Most people buying a new home are told it has rising damp, and are quoted pounds 500 to pounds 3,000 for "damp-proofing" work - all with the approval of their surveyors. But the Building Research Establishment say that true rising damp is rare. Check whether you are being ripped off:

1 Rising damp is characterised by staining at low level on masonry walls, with a distinctively salty "tide mark" about one metre from the floor. If you can't see this then you haven't got rising damp.

2 It only occurs in the absence of an impermeable barrier in the wall known as a damp-proof course.
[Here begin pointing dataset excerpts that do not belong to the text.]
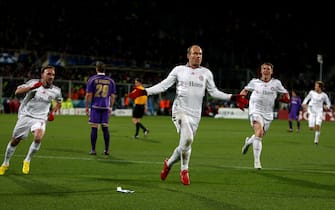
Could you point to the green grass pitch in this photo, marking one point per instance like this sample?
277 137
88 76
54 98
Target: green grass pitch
296 173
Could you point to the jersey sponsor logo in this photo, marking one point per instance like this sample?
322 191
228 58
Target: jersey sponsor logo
190 84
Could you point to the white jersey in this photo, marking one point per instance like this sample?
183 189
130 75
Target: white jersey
316 101
191 85
263 96
36 103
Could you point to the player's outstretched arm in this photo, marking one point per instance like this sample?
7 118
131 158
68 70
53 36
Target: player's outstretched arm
137 93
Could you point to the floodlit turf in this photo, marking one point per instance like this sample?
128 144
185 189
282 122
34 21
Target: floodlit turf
296 174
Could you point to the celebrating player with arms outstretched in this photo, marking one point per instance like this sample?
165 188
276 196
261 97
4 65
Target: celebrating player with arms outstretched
33 114
264 93
316 100
192 80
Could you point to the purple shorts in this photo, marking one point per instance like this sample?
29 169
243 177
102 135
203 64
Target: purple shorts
99 116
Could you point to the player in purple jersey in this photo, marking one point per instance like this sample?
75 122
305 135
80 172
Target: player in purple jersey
294 110
100 97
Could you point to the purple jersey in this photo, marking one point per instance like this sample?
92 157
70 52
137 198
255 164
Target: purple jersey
294 108
102 87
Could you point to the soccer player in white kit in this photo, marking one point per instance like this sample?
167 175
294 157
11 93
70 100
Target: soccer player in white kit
314 103
261 104
192 80
33 114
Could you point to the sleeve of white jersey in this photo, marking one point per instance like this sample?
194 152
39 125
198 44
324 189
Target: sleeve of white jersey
213 90
164 84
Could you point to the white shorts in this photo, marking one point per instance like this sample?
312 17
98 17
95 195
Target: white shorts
178 117
314 119
25 124
259 118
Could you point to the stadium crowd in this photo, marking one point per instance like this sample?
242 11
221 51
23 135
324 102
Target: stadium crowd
139 39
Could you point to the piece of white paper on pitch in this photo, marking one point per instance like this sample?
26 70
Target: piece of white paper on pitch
119 189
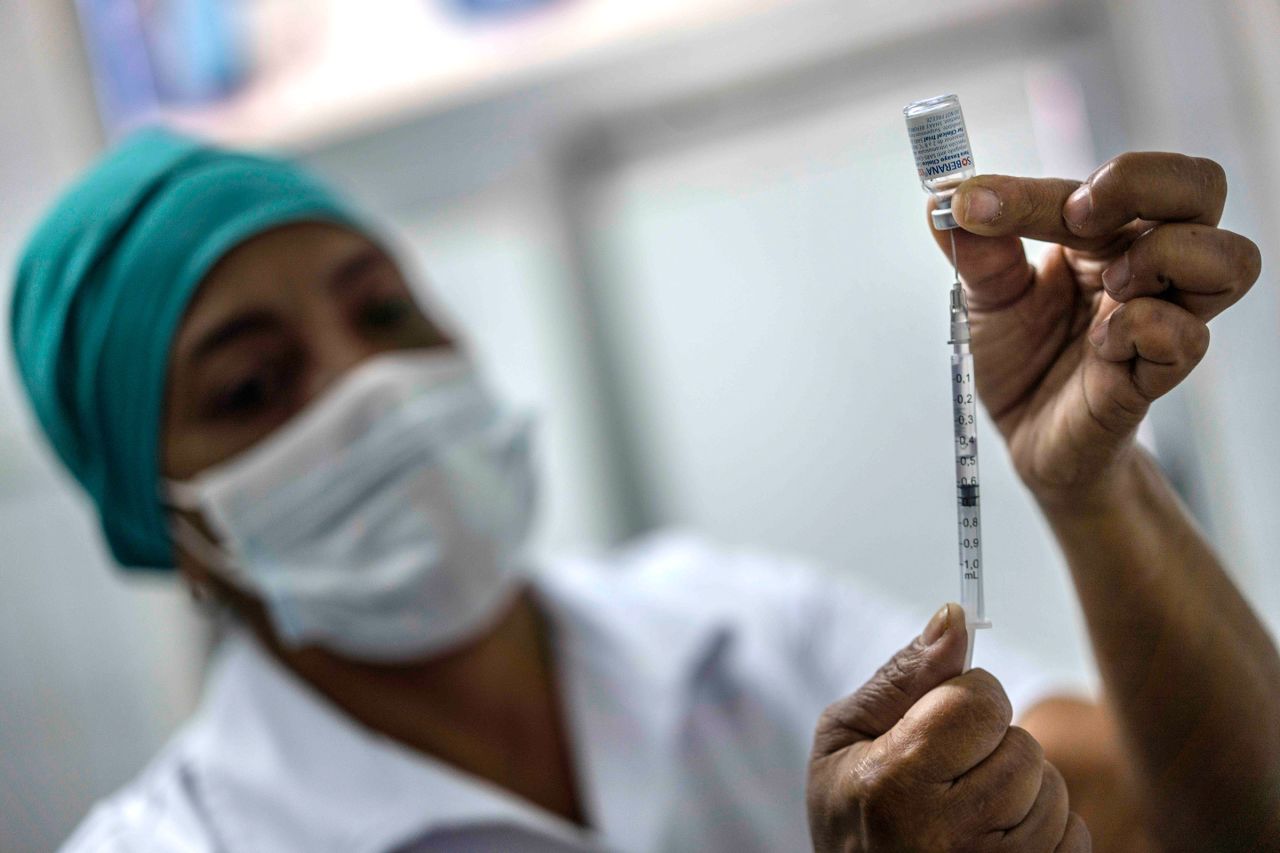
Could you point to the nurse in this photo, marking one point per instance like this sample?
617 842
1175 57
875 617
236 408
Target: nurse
238 374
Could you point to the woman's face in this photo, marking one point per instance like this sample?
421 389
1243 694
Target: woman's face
272 327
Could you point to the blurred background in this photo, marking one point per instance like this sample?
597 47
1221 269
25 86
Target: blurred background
689 232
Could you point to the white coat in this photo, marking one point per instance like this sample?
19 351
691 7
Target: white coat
691 682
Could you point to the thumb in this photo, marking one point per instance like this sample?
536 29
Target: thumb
933 657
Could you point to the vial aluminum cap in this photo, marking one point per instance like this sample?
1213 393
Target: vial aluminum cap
942 217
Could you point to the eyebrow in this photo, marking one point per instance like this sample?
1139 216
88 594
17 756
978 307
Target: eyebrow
228 332
352 268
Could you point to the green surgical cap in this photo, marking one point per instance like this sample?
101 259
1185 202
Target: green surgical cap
100 292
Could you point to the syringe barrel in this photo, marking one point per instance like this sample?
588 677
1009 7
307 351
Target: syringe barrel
944 156
964 409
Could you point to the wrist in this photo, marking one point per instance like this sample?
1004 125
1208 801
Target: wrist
1114 491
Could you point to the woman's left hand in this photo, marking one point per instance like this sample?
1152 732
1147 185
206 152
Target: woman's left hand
1072 354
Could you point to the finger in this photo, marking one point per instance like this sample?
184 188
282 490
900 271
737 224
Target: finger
1000 792
1151 186
950 730
933 657
999 205
1046 822
995 269
1128 188
1161 343
1077 838
1203 269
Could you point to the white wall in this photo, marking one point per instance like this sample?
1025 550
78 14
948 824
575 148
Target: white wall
743 333
94 671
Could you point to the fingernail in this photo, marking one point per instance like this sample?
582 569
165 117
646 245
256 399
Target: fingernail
937 625
1078 206
1100 333
981 205
1116 277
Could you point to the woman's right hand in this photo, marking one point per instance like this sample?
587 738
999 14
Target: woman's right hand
923 758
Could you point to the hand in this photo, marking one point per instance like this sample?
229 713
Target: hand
923 758
1070 355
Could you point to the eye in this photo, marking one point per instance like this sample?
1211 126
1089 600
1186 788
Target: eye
387 314
252 395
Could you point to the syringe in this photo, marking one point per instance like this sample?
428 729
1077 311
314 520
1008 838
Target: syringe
944 159
964 409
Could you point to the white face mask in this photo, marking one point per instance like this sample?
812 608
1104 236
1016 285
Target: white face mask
385 521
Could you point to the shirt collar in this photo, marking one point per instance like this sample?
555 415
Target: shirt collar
279 767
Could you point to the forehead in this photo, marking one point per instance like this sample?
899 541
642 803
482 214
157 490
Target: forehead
270 269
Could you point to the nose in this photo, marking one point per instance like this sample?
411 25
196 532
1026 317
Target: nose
336 351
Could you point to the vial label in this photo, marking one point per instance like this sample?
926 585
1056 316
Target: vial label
940 144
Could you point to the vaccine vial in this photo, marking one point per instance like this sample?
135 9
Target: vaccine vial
941 146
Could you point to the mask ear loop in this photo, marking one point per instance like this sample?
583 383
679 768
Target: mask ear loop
191 539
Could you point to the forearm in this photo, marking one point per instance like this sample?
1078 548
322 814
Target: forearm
1191 674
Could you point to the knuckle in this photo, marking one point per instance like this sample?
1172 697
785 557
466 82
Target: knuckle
1251 261
1212 176
1196 341
1027 749
1075 838
1052 785
1119 168
987 697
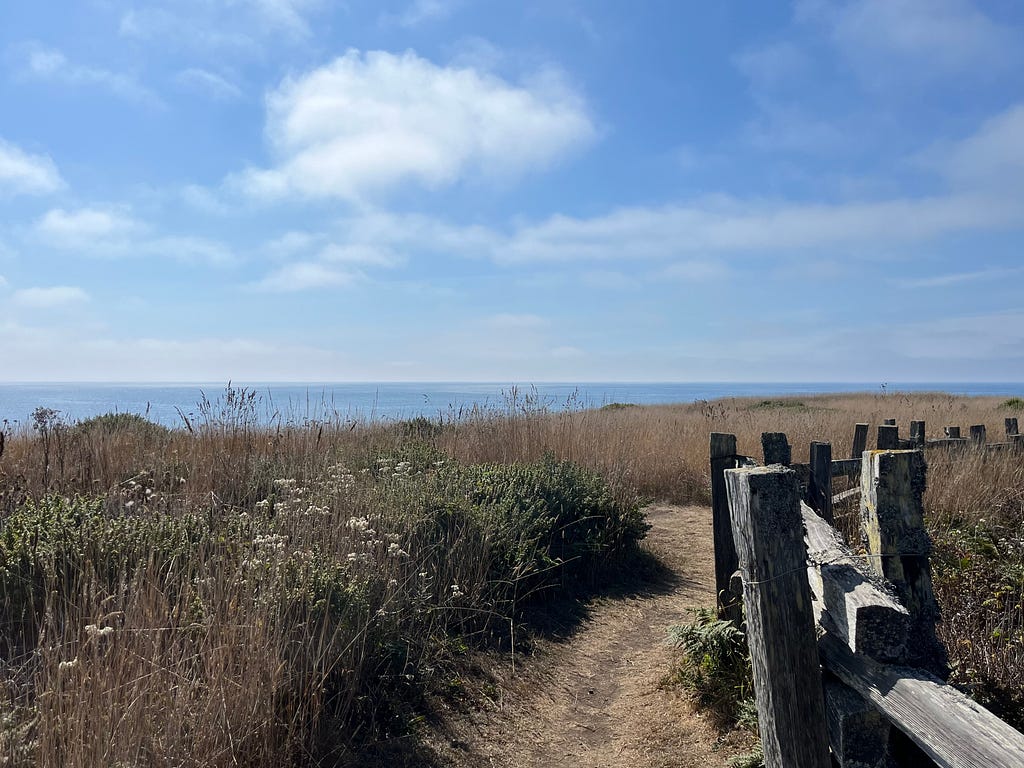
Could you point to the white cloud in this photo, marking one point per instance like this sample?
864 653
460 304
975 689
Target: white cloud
285 15
114 233
84 227
992 158
209 83
360 253
49 298
370 122
50 65
222 26
304 275
731 225
195 27
420 11
29 174
61 353
513 322
887 40
955 279
695 270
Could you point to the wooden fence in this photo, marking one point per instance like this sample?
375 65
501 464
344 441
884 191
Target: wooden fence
847 667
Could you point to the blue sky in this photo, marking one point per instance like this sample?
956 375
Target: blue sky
450 189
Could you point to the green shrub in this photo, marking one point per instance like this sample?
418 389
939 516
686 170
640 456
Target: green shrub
715 667
122 423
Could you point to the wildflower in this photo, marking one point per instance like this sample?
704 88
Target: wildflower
395 551
93 631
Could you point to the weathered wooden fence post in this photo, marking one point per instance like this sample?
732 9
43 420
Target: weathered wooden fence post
978 434
723 457
859 440
769 538
918 433
898 547
888 436
775 449
857 732
819 486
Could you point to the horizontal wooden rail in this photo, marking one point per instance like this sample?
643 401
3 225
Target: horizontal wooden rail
952 730
850 601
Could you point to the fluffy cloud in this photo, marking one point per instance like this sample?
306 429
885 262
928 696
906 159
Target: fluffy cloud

DPCs have been obligatory in British buildings since 1875, so if your home was built after this date, it is unlikely to have it.

3 If there is evidence, it is likely due to raised ground levels, leaking pipes, or plumbing leaks.

4 Damp-proofing companies use electrical moisture meters to "diagnose" rising damp, but these meters only give accurate readings on timber. When used on brickwork, plaster or wallpaper, they give misleadingly high readings.

5 The only way to measure moisture in brick walls is to take a drilled sample and test it in a calcium carbide meter or by weighing and oven- drying. A member of the Association of Building Engineers will be able to provide this test; call 01604 404121.